Harry Potter as a Sacred Text
Post Author: Alexandra Van Kuiken
For the past several months, I have gathered every Monday with three other chaplains at a state psychiatric hospital in Trenton, New Jersey, to read Harry Potter as if it is a sacred text. This is precisely the sort of activity I would have rolled my eyes at years ago when the Harry Potter books first came into my awareness. As a homeschooled, Baptist child who thought she knew everything, I was quite certain that Harry Potter with its witchcraft and wizardry was diametrically opposed to the Bible and thus everything sacred. Whether or not it was appropriate to read Harry Potter was a topic of hot debate in my church with the more “liberal” (in the sense of engaging with the world rather than in any political sense) families choosing to read the series and more “conservative” families choosing not to. I was nothing if not conservative, so it wasn’t until my 21st birthday that I first gave the books a try.
I was studying abroad in Athens, Greece, at the time and found Harry Potter and the Philosopher’s Stone at an English bookstore. I liked that it had a different title than the American version, and I was a Philosophy major, so I snatched it up as a birthday present for myself and began reading. I loved it. I loved the world of witches and wizards, the discovery that Harry makes that he is someone special, and the danger and adventures he faces.
Reading has always been a special practice for me. It’s a way I escape the world around me and find excitement. I have an active imagination and become very immersed in the stories I read. When I was young, I used to wish that I could walk into a wardrobe and emerge in the world of Leia and Luke Skywalker, or Middle Earth to walk with ents, or Narnia to find that I myself could be a queen.

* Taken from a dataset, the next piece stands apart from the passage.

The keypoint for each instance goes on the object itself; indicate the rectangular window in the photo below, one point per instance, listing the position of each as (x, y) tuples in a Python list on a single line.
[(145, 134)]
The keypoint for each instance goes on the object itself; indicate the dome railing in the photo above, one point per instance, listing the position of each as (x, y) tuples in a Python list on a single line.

And even though none of these things occurred, I still found myself believing in the impossible, in the magical, in the imaginary. I think the part of myself that falls so easily into story is the same part of myself that has always felt a connection to God.
And so, at the age of 34, as a chaplain at a state psychiatric hospital, I find myself in a “Harry Potter as a Sacred Text” reading group. I read a chapter a week and meet with Doran, Miriam and Rebekah to recap the chapter, discuss the themes we noticed, and engage in Lectio Divina, Ignatian Imagination, or another sacred reading practice with the pages of a children’s fantasy novel.
Just this week while reading Harry Potter and the Chamber of Secrets we did Lectio Divina and reflected on the word “flowerpot.” Explaining how to travel by Floo powder, Molly Weasley tells Harry to speak clearly while George Weasley takes some Floo powder out of the flowerpot. We reflected on flowerpots as vessels for growth and asked God to help us speak clearly and with conviction, without wavering. We wondered where we have vessels for growth in our own lives and whether we recognize them as such.
For the past year or so I’ve been repeating to my spiritual director, my online support group, and anyone who will listen that I want to “work on my spirituality.” What I mean by this is I want to engage in meaningful spiritual practices and develop my faith life and relationship with God. This used to seem so clear-cut to me. It used to mean reading the Bible and praying. Now I realize those are not the only ways I can connect to God. And yet I find that if I am not intentional about building these practices into my daily routine, I will let my spiritual life stagnate.
While speaking to my spiritual director about this goal, I realized that there are a few ways I am already engaging my spirituality. One is my online support group. Another is my weekly reading of Harry Potter as sacred with my fellow chaplains. This practice is a way for me to connect with colleagues as a community of people seeking God together. It involves an hour set aside each week to look at a text’s themes and wonder how those themes connect to my spiritual life and my ministry. It involves a sacred reading practice where I listen for God’s voice, speak my own concerns to God, and ask what I am being called to do in my life as a result. Reading Harry Potter as a sacred text has helped me reconnect to the very concept of what it means to treat anything as sacred. It is as if I have found a side door into my soul, a way to access that part of myself without any guard up or any expectations of how to proceed or what I may find.
Ali Van Kuiken is an Episcopal Priest in the Diocese of New Jersey and a Board Certified Clinical Chaplain. She works at Trenton Psychiatric Hospital in Trenton, New Jersey. Ali loves playing board games, reading and spending time with her husband, daughter and cat.